NFPA Standard: Medical gas, vacuum, WAGD, or support gas systems have documented maintenance programs. The program includes an inventory of all source systems, control valves, alarms, manufactured assemblies, and outlets. Inspection and maintenance schedules are established through risk assessment considering manufacturer recommendations. Inspection procedures and testing methods are established through risk assessment. Persons maintaining systems are qualified as demonstrated by training and certification or credentialing to the requirements of AASE 6030 or 6040.
5.1.14.2.1, 5.1.14.2.2, 5.1.15, 5.2.14, 5.3.13.4.2 (NFPA 99)
Tag No.: K0918
Based on staff interview and document review, the facility failed to maintain and test the emergency generator power supply as required. The deficient practice would affect all patients, visitors, and staff in 3 of 3 smoke zones. The facility has 25 certified beds and at the time of the survey the census was 8.
Findings include:
During the survey conducted on 1/14/19 the following deficiency is noted:
1. During document review at 3:47 PM, it is observed that the calculations provided show that the south generator did not exceed the 30% under load in the April and June monthly tests. The last annual load bank test on the south generator was completed in April of 2017.
Staff A was present and acknowledged the finding.

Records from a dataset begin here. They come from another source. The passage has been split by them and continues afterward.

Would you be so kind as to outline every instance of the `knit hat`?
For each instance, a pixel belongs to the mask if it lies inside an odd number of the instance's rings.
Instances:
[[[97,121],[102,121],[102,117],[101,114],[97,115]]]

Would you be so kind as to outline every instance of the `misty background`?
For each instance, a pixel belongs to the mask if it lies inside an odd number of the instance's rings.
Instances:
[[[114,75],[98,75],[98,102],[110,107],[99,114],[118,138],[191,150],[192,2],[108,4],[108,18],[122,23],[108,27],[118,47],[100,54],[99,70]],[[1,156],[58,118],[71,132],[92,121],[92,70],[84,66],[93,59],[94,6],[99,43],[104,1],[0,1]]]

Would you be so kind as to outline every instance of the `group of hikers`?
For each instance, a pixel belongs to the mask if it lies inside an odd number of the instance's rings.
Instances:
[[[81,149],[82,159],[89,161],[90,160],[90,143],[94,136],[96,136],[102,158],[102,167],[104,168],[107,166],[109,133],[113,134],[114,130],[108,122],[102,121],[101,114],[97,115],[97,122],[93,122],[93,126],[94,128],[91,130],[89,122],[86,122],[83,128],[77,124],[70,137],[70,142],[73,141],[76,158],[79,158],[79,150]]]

NFPA Standard: A permanent record of the EPSS inspections, tests, exercising, operation, and repairs shall be maintained and readily available. The permanent record shall include the following: (1) The date of the maintenance report (2) Identification of the servicing personnel (3) Notation of any unsatisfactory condition and the corrective action taken, including parts replaced (4) Testing of any repair for the time as recommended by the manufacturer. 2010 NFPA 110, 8.3.4, 8.3.4.1 NFPA 99 6.4.4.1.1.4 Inspection and Testing. Criteria, conditions, and personnel requirements shall be in accordance with 6.4.4.1.1.4(A) through 6.4.4.1.1.4(C). (A)* Test Criteria. Generator sets shall be tested 12 times a year, with testing intervals of not less than 20 days nor more than 40 days. Generator sets serving essential electrical systems shall be tested in accordance with NFPA 110, Standard for Emergency and Standby Power Systems, Chapter 8. (B) Test Conditions. The scheduled test under load conditions shall include a complete simulated cold start and appropriate automatic and manual transfer of all essential electrical system loads. (C) Test Personnel. The scheduled tests shall be conducted by competent personnel to keep the machines ready to function and, in addition, serve to detect causes of malfunction and to train personnel in operating procedures. NFPA 99 6.4.4.1.1.4
NFPA Standard: Diesel generator sets in service shall be exercised at least once monthly, for a minimum of 30 minutes, using one of the following methods: (1)Loading that maintains the minimum exhaust gas temperatures as recommended by the manufacturer (2) Under Operating temperature conditions and at not less than 30 percent of the EPS nameplate kW rating NFPA 110 8.4.2
NFPA Standard: Diesel-powered EPS installations that do not meet the requirements of 8.4.2 shall be exercised monthly with the available EPSS load and shall be exercised annually with supplemental loads of not less than 50 percent of the EPS nameplate kW rating for 30 continuous minutes and at not less than 75 percent of the EPS nameplate kW rating for 1 continuous hour for a total test duration of not less than 1.5 continuous hours.